On Friday 1 April 2022, the Gold Coast lost a true friend of sport and local legend.
Daphne Pirie MBE, AO was born Daphne Welch on 12 December 1931. One of eight children – six boys and two girls – Daphne came to love sport at an early age, often crediting her father for her devotion to sports development in retirement.
School sport mostly consisted of air raid drills, but Daphne would swim at the Milton School swimming pool and run at the Exhibition Ground at State Primary School Athletics.
When the Queensland Women’s Amateur Athletic Association re-formed after the war, she began running with purpose.
Serious training began at the age of seventeen when she was sent with a junior team to Sydney by the Mayne Harriers’ Athletic Club in 1948 and by 1955 she held no less than 40 open championships in her state and was unbeaten in all events.
In the early 1950s Daphne and others re-formed the Valley Women’s Hockey Club in Brisbane, which was disbanded during the war, and in her second year in the game she made the state team and by 1955 was in the Australian team.
Collegiately, the women played alongside the Valley men’s team, which had amongst its membership, one strapping young M. Pirie.
Hockey to the core and with Cupid working overtime in goal, Daph’ married Mick in 1958 and they had two children, Robert and David.
The young family settled on the Gold Coast and founded local business Pirie Doors and the Gold Coast’s first storage shed business before Daphne started playing hockey at Murwillumbah and eventually developed
her lifelong career in sports administration.
She was appointed to the Queensland Olympic Council, becoming its first female vice-president and was founding president of WomenSport Queensland and inaugural recipient of its prestigious Contribution to Sport Award.
For many years Daphne was a director of Gold Coast Events Management – organisers of the Gold Coast Marathon and Pan Pacific Masters Games – and held life memberships with Hockey Australia, Women’s Hockey Australia and Hockey Queensland as well as being a Hockey Queensland Hall of Fame Inductee.

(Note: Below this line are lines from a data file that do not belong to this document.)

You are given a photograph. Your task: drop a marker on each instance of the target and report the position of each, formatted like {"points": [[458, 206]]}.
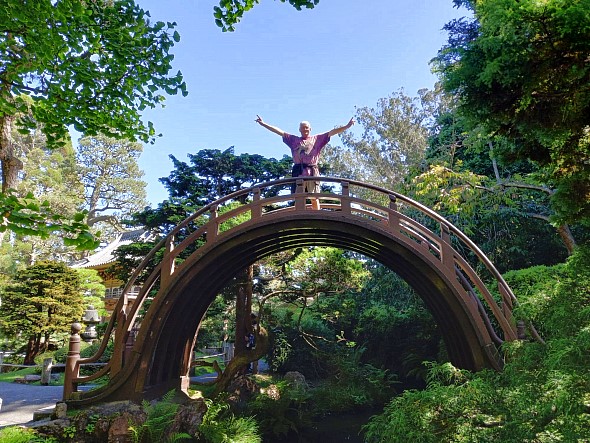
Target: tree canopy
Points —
{"points": [[520, 70], [91, 65], [42, 299]]}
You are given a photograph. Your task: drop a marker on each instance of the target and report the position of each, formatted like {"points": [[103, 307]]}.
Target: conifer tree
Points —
{"points": [[42, 300]]}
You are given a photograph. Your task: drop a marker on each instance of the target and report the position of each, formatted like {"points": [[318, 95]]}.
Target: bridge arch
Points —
{"points": [[472, 323]]}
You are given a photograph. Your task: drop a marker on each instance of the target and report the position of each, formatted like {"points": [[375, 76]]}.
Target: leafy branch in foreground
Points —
{"points": [[29, 216]]}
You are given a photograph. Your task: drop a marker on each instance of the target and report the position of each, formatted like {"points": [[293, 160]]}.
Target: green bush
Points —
{"points": [[220, 425], [16, 434], [543, 393]]}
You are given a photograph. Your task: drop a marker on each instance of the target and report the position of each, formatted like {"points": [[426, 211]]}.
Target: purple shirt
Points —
{"points": [[307, 150]]}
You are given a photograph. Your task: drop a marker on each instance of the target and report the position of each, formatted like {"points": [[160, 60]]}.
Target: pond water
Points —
{"points": [[334, 428]]}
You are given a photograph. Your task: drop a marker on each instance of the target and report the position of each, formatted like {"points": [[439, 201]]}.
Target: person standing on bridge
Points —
{"points": [[305, 151]]}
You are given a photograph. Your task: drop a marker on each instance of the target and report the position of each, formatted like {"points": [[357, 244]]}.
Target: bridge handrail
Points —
{"points": [[122, 321]]}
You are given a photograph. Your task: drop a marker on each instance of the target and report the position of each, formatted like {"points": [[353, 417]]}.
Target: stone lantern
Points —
{"points": [[90, 319]]}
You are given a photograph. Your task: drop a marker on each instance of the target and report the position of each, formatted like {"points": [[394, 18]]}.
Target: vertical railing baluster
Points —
{"points": [[393, 214], [167, 263], [212, 226], [299, 197], [345, 201], [256, 211], [447, 256]]}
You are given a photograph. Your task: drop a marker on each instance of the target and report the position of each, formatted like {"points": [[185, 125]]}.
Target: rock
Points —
{"points": [[297, 380], [189, 417], [110, 422], [242, 389], [61, 410]]}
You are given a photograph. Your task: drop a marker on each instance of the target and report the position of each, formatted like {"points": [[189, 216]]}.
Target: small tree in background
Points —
{"points": [[42, 300]]}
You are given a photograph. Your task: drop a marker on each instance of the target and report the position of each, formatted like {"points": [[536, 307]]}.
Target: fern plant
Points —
{"points": [[160, 416], [220, 425]]}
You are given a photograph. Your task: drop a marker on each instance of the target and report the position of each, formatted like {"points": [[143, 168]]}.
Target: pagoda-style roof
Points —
{"points": [[106, 255]]}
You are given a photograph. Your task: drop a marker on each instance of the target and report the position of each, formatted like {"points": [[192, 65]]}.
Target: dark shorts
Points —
{"points": [[308, 185]]}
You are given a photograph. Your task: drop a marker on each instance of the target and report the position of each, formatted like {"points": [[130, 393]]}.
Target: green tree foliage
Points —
{"points": [[94, 65], [51, 175], [543, 393], [41, 300], [112, 178], [230, 12], [91, 285], [393, 142], [520, 70]]}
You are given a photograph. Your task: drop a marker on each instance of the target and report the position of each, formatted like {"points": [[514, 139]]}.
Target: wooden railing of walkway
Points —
{"points": [[408, 220]]}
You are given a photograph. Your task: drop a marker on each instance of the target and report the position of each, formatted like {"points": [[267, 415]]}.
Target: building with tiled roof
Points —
{"points": [[104, 260]]}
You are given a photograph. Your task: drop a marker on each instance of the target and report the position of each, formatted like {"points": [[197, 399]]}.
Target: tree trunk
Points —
{"points": [[567, 238], [236, 365], [30, 353], [10, 164], [243, 309]]}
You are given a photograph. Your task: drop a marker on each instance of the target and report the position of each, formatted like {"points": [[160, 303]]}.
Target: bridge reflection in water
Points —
{"points": [[152, 354]]}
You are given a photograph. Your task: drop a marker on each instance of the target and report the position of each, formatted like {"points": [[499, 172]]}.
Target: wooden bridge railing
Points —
{"points": [[403, 217]]}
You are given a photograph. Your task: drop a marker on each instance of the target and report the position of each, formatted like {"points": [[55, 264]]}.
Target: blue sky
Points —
{"points": [[286, 65]]}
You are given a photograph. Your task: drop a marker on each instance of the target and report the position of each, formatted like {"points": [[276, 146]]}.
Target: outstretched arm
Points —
{"points": [[269, 127], [341, 129]]}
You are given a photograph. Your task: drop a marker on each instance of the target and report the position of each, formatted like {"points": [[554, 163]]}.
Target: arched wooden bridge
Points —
{"points": [[152, 354]]}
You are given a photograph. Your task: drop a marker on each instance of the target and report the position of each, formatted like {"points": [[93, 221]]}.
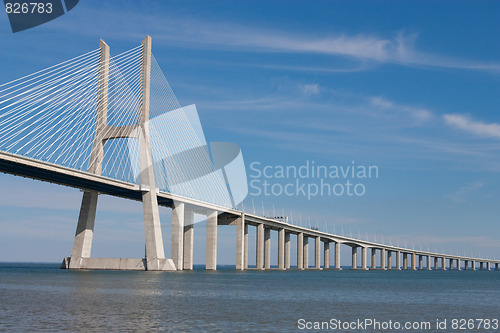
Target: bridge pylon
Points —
{"points": [[82, 245]]}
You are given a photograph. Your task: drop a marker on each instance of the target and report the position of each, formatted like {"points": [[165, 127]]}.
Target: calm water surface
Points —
{"points": [[36, 297]]}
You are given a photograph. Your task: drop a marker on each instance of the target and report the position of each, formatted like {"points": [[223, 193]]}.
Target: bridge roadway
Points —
{"points": [[218, 215]]}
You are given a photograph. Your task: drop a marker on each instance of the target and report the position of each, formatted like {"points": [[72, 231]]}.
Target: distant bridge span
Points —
{"points": [[55, 129]]}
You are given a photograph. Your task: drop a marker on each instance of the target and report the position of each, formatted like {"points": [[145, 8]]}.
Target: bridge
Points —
{"points": [[112, 125]]}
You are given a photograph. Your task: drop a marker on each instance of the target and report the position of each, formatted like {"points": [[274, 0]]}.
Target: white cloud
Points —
{"points": [[419, 114], [310, 89], [463, 192], [203, 34], [475, 127]]}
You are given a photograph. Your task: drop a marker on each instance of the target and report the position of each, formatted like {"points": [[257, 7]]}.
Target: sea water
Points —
{"points": [[42, 297]]}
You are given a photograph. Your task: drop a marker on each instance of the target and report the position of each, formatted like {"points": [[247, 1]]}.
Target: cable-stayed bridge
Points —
{"points": [[112, 125]]}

Despite never becoming the sixth Golden Girl, Daphne was honoured with an International Olympic Committee Oceania Award for her efforts in promoting the ideals of Olympism, personally presented to her in Lausanne Switzerland by then-IOC President Jacques Rogge.
She was a long-time board member of the Queensland Academy of Sport and President of the Gold Coast Sporting Hall of Fame since its inception in 1999 until her passing on April Fool’s Day 23 years later, of all days.

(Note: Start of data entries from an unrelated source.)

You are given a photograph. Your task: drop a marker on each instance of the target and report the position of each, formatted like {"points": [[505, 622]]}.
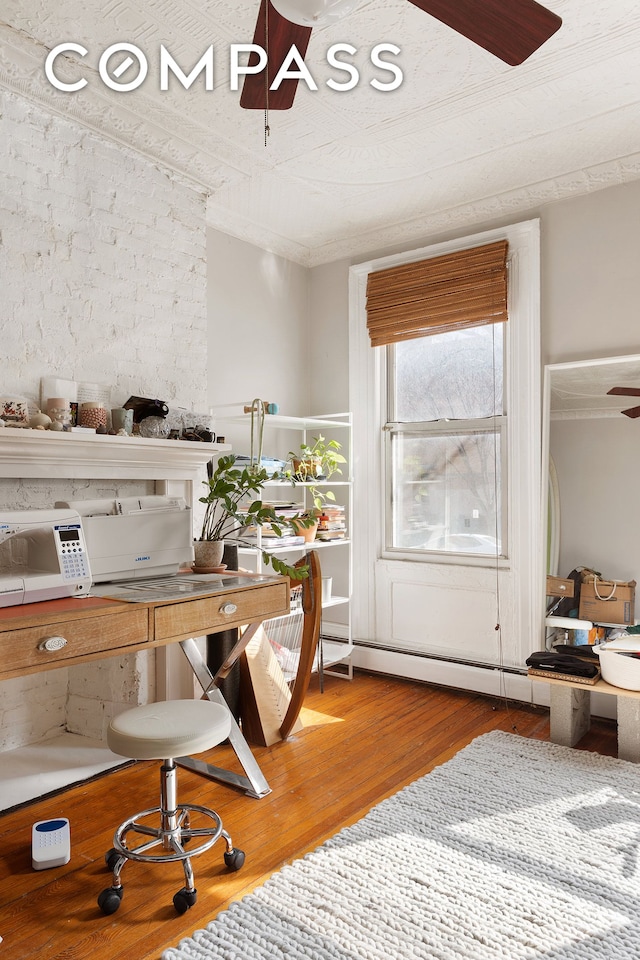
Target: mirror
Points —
{"points": [[591, 456]]}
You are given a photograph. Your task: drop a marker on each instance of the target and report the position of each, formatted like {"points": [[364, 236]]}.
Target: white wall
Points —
{"points": [[598, 463], [590, 248], [258, 340], [103, 272], [590, 275]]}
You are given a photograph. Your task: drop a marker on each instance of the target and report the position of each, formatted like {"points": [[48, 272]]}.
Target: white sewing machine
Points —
{"points": [[43, 555], [135, 537]]}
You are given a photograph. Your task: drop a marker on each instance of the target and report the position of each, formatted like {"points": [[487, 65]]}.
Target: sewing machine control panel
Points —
{"points": [[72, 551]]}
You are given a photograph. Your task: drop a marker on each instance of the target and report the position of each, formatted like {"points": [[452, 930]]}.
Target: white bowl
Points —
{"points": [[620, 667]]}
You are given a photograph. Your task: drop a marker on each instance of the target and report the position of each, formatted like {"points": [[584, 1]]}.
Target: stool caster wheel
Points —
{"points": [[109, 899], [184, 899], [234, 859], [111, 857]]}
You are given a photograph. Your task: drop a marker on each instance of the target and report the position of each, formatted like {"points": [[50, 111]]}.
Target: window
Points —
{"points": [[445, 444], [446, 608]]}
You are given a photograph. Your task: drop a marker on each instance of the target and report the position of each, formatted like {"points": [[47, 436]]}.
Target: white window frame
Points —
{"points": [[499, 422], [367, 380]]}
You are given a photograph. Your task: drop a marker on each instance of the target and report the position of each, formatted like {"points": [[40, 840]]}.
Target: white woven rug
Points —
{"points": [[513, 849]]}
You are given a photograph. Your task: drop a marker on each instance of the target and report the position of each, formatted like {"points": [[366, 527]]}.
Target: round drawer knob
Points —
{"points": [[52, 643]]}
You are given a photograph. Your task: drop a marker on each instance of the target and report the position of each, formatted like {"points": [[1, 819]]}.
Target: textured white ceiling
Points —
{"points": [[580, 389], [465, 138]]}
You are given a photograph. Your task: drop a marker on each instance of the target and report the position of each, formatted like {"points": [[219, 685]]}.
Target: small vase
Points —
{"points": [[309, 533], [208, 554]]}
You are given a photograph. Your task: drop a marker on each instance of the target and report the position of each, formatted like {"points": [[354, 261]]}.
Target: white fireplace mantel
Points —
{"points": [[27, 454]]}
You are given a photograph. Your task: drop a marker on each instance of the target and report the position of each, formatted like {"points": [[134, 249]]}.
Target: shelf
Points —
{"points": [[334, 602], [307, 483], [46, 454], [311, 545], [335, 651], [292, 423]]}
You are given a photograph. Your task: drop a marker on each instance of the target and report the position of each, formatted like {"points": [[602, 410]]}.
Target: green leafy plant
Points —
{"points": [[319, 460], [228, 487], [316, 461]]}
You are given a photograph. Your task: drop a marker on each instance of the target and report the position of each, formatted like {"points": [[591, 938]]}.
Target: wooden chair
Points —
{"points": [[276, 666]]}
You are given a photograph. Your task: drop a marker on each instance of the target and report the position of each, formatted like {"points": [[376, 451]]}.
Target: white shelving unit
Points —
{"points": [[336, 642]]}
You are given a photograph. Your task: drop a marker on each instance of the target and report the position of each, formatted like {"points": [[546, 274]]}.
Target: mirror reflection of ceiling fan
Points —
{"points": [[510, 29], [626, 392]]}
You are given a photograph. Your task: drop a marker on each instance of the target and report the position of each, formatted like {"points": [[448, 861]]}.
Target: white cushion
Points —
{"points": [[171, 728]]}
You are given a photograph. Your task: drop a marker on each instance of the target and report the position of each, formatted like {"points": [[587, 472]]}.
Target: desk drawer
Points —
{"points": [[196, 618], [24, 649]]}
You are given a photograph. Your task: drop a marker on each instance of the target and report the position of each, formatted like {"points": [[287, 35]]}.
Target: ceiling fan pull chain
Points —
{"points": [[267, 129]]}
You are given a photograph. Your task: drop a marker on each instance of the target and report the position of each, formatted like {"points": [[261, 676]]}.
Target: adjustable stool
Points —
{"points": [[164, 731]]}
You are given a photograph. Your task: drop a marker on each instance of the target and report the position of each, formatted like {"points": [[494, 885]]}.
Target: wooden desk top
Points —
{"points": [[89, 628]]}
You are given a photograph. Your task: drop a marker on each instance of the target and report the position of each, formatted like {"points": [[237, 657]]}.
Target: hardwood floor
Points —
{"points": [[362, 741]]}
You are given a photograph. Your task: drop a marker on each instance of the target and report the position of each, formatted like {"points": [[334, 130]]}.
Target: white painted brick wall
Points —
{"points": [[102, 278]]}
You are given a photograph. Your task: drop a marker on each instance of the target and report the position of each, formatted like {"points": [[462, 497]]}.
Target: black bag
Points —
{"points": [[562, 663]]}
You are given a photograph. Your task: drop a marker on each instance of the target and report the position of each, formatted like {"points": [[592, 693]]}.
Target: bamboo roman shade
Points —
{"points": [[463, 289]]}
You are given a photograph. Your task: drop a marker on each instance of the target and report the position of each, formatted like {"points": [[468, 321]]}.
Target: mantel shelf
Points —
{"points": [[32, 454]]}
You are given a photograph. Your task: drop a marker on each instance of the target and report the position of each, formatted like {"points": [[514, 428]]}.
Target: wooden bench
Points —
{"points": [[570, 713]]}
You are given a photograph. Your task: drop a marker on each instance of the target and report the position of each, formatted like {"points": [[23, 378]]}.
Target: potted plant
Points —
{"points": [[316, 461], [229, 487]]}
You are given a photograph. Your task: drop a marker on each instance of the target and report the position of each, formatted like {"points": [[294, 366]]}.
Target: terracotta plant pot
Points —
{"points": [[309, 533], [208, 554], [310, 469]]}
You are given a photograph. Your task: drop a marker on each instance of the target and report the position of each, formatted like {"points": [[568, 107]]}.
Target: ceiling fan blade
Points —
{"points": [[631, 412], [624, 392], [276, 35], [509, 29]]}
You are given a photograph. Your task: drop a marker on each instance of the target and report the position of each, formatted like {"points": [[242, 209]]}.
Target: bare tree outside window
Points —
{"points": [[444, 443]]}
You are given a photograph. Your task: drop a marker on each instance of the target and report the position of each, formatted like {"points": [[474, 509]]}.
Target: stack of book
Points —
{"points": [[270, 539], [332, 524]]}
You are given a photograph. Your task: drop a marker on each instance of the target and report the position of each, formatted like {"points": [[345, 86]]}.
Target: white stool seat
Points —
{"points": [[171, 728]]}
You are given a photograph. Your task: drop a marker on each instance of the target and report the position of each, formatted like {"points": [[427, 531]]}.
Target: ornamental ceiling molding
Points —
{"points": [[509, 204], [150, 132]]}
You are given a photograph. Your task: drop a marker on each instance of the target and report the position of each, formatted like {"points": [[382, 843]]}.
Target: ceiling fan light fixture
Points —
{"points": [[314, 13]]}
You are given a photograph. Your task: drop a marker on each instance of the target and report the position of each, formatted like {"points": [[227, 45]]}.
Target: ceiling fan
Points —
{"points": [[626, 392], [510, 29]]}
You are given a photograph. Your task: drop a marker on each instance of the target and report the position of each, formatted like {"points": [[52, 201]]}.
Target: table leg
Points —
{"points": [[629, 728], [570, 714], [254, 783]]}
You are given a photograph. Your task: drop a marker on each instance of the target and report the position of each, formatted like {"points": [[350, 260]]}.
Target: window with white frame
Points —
{"points": [[414, 403], [445, 444]]}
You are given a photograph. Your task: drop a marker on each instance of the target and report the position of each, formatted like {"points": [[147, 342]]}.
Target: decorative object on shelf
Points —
{"points": [[14, 411], [93, 414], [154, 427], [122, 419], [143, 407], [39, 421], [224, 518], [59, 409], [316, 461]]}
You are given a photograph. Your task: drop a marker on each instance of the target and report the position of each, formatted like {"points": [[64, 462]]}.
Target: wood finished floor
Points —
{"points": [[362, 741]]}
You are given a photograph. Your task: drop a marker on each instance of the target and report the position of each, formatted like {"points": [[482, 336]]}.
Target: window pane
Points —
{"points": [[446, 492], [449, 375]]}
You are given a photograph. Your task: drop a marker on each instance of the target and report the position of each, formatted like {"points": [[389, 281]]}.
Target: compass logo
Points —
{"points": [[115, 71]]}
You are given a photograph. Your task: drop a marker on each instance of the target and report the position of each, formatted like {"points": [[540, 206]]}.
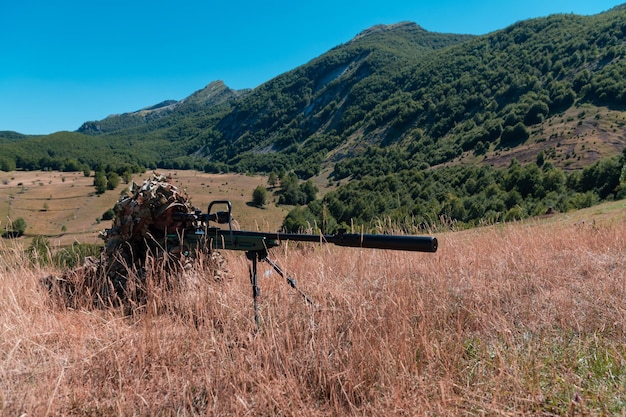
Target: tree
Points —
{"points": [[259, 196], [15, 228], [113, 180], [272, 180], [100, 182]]}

One of the city’s most prestigious annual sporting awards – the aptly-named Daphne Pirie Spirit of Sport Medal – is awarded each year to an unsung sports administrator who best exhibits Daphne’s personal qualities of dedication and a long-term love of volunteerism.
Daphne was an enthusiastic supporter of anything that encouraged greater sporting participation by the city’s young people and the building of world-leading sporting infrastructure, and for that alone any Gold Coaster who has ever picked up a hockey stick or a bat or a ball or a set of running spikes owe her an enormous debt of gratitude.

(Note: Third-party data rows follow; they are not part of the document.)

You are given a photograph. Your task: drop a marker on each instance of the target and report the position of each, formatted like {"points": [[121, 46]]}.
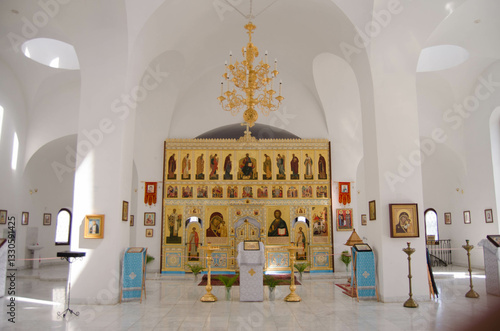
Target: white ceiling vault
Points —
{"points": [[191, 39]]}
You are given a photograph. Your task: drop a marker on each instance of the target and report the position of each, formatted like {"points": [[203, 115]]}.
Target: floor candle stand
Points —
{"points": [[410, 303], [293, 297], [209, 297], [70, 257]]}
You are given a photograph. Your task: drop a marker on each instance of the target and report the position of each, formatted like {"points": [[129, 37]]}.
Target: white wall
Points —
{"points": [[14, 196], [463, 161]]}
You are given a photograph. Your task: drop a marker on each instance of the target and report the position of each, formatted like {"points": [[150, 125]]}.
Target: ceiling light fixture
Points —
{"points": [[248, 85]]}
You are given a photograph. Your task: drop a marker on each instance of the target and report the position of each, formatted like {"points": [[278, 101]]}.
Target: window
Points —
{"points": [[15, 151], [431, 223], [1, 121], [63, 227]]}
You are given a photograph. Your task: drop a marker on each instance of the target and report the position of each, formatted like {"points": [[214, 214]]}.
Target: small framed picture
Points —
{"points": [[404, 220], [3, 216], [94, 227], [25, 218], [344, 219], [47, 219], [149, 219], [125, 211], [372, 210], [494, 239], [447, 218], [363, 219], [467, 217], [488, 215]]}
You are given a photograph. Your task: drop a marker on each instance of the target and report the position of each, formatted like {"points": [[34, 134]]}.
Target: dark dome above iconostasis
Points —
{"points": [[259, 131]]}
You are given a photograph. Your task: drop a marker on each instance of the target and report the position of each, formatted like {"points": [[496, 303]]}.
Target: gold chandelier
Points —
{"points": [[254, 84]]}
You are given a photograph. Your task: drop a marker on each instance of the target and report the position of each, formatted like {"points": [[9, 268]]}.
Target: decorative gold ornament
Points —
{"points": [[410, 303], [292, 297], [255, 84], [471, 294], [209, 297]]}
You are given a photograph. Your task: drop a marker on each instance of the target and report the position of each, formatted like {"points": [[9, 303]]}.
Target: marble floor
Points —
{"points": [[173, 303]]}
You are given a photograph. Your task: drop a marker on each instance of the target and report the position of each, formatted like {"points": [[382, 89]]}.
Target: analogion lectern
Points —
{"points": [[251, 261]]}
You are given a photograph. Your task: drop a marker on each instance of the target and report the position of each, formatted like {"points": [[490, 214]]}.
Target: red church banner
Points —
{"points": [[150, 193], [344, 192]]}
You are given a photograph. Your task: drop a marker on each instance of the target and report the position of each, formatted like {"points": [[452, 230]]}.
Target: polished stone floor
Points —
{"points": [[173, 304]]}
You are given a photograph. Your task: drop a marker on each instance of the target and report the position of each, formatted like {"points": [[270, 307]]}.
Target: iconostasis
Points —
{"points": [[224, 191]]}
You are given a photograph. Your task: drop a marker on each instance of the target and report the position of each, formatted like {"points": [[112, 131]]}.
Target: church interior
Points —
{"points": [[189, 127]]}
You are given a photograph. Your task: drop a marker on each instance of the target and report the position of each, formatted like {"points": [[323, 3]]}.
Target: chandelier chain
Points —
{"points": [[250, 16]]}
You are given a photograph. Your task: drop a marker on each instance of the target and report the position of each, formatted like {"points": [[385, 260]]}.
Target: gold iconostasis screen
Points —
{"points": [[225, 191]]}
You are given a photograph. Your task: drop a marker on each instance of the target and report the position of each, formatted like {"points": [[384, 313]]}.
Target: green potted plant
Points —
{"points": [[149, 258], [271, 282], [301, 267], [195, 269], [345, 257], [228, 283]]}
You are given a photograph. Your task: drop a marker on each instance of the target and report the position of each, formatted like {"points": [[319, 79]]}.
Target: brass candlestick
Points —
{"points": [[471, 293], [209, 297], [292, 297], [410, 303]]}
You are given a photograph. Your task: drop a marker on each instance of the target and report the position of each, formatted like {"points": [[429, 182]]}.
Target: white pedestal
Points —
{"points": [[491, 266]]}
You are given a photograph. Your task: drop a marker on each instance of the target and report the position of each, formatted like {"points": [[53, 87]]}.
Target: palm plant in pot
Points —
{"points": [[195, 269], [228, 283], [301, 267]]}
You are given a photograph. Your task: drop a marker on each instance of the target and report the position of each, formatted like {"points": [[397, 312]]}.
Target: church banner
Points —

And it was only in the past decade that she met and stared down breast cancer, using her fighting spirit to whack it squarely into the back of the net.
If evangelism had a sporting face, Daph’ was a female Billy Graham – omnipresent at every meeting and breakfast and dinner and awards night that allowed her to preach the gospel of good health, vitality and anything that could help make young sporting dreams come true.
At her 90th birthday party late last year at RACV Royal Pines, Daphne, lipstick rimmed wine glass at the ready, kept her 100 guests spellbound with a 30-minute razor sharp recall of a life well lived – without notes, without prompts, and without regrets.
She spoke of her deep love of family and friends and how sport shapes lives and lives shape sport and how she wouldn’t change a single thing in her life’s magnificent journey.